Неоновые блики зелеными огоньками дрожали в темных глазах Клайса. Никто не умел слушать так, как он.
— Я пошла. Вернее, сделала первый шаг. Потом наркоз закончился, и я проснулась… Думаешь, это была Дорога Мертвых?
— Темный Путь? — переспросил Клайс, убирая волосы с ее лба. — Но разве в тебе есть зло, Грета? Разве ты не наказываешь саму себя за какие-то ничтожные грехи, я уж не знаю, какие могут быть у тебя грехи?.. Да ты — практически святая!..

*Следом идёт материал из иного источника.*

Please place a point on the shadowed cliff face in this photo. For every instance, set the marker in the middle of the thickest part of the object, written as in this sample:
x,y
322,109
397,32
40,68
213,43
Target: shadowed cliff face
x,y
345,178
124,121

— Темный Путь проходит через все миры, — тихо сказала Грета. — И ведет прямо в Ад. Но, знаешь, не обязательно быть плохим, чтобы попасть туда. Это — всего лишь путь.
Клайс вздохнул, поглядел на нее с тревогой.
— И в той книге сказано… — Грета заворочалась у него на руках, устраиваясь поудобнее. — Одинаково для всех, для грешников и святых, вне веры и желаний, вне устремлений и помыслов земных, и грехов, и чего-то еще, уже не помню, — одинаково трудна дорога, ведущая За Пределы. Одинакова и едина для всех…мертвых.
— Однажды тебя сожгут, если ты станешь так думать.
— Для мертвых, — повторила Грета.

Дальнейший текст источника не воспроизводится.